The Town of North Toronto and its waterworks

When the Town of North Toronto was incorporated in 1890, it was divided into three wards: Davisville, Eglinton East and Eglinton West. Most of the land in Eglinton East was still farmland. While some land had been subdivided, most of this was undeveloped, being held for speculation. Besides farmers, the residents included bankers, market gardeners, florists, blacksmiths, builders and humble widows. The older houses in the area show that most enjoyed a comfortable lifestyle. It was annexed to The Cityof Totonto in 1912.

The Sherwood Park area was known as Waterworks Park, until in 1920, when it was renamed. Until the 1890s, the people of North Toronto obtained their water from wells on their own properties, but by 1890 the municipality was building a pumping station at the springs on Roselawn Avenue, west of Avenue Road, (site of the transmission tower). However, an additional source of water was needed almost immediately. In 1902, The Town of North Toronto acquired part of what is now Sherwood Park for a new waterworks. The park area was added to in 1912 and later.

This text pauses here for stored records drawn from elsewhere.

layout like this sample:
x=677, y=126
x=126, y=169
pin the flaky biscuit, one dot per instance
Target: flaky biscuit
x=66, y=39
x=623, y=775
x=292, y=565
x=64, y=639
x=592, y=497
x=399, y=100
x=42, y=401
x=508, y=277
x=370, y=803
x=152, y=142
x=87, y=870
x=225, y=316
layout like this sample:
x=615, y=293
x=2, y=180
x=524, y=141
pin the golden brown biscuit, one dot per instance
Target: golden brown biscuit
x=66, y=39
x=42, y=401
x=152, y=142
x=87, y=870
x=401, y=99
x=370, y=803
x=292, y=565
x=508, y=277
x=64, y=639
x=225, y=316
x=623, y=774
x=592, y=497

The town built a steam powered pumphouse on the site of the present Parks Department building, which for a time used natural gas from wells on the property. A.P. Coleman in “The Pleistocene of the Toronto Region” tells us that “One of the most interesting features of wells in the Toronto region is the frequent presence of natural gas coming probably in all cases from interglacial sand beneath a covering of clay. The two best known examples of this were at the North Toronto waterworks in Sherwood Park and at St. Augustine Seminary. At the waterworks the wells yielded gas from dry sand 50 feet below the surface under 40 feet of clay. For a time this was used beneath a boiler for the pumps ….The source of this gas is somewhat uncertain. It might be derived from the decay of interglacial plant material, which is widely distributed, or from bituminous shale at considerable depths beneath, as suggested by Col. Harkness. In either case the gas is retained by the impervious sheets of clay overlying the sand.”

There were six water wells situated just south of the powerhouse. Out of the hillside bubbled plenty of water year-round, which was held in circular cisterns until it was pumped to residences and businesses. In 1912, when North Toronto was annexed by the city, the watermains were linked up to the High Level Pumping Station on Poplar Plains Road, and the Sherwood Park pumping station was no longer needed. In 1926 a new sewer system was approved and the North Toronto Sewage Treatment Plant, in the Don Valley, was finished in 1929.

Don Ritchie, author of “North Toronto”, tells us that “South of Blythwood was the Stibbard farm. Cows grazed serenely in what is now Sherwood Park. (In fact. when sleighing was fast, the most exciting run from the end of Sheldrake Blvd. was what was called ‘the cowpath’, right down to the streamside; it was a narrow path, long since eroded and gone). Stibbard and his wife entertained often and well. There were ladies’ baseball games, probably, played right where the diamond and net now stand. And on at least one occasion, an elevated ropeway was run from tree to tree across the valley, and ladies swung over the stream in some sort of cradle, damn nearly revealing dimpled knees to the lustful male eyes below. More fun those days, better than television!”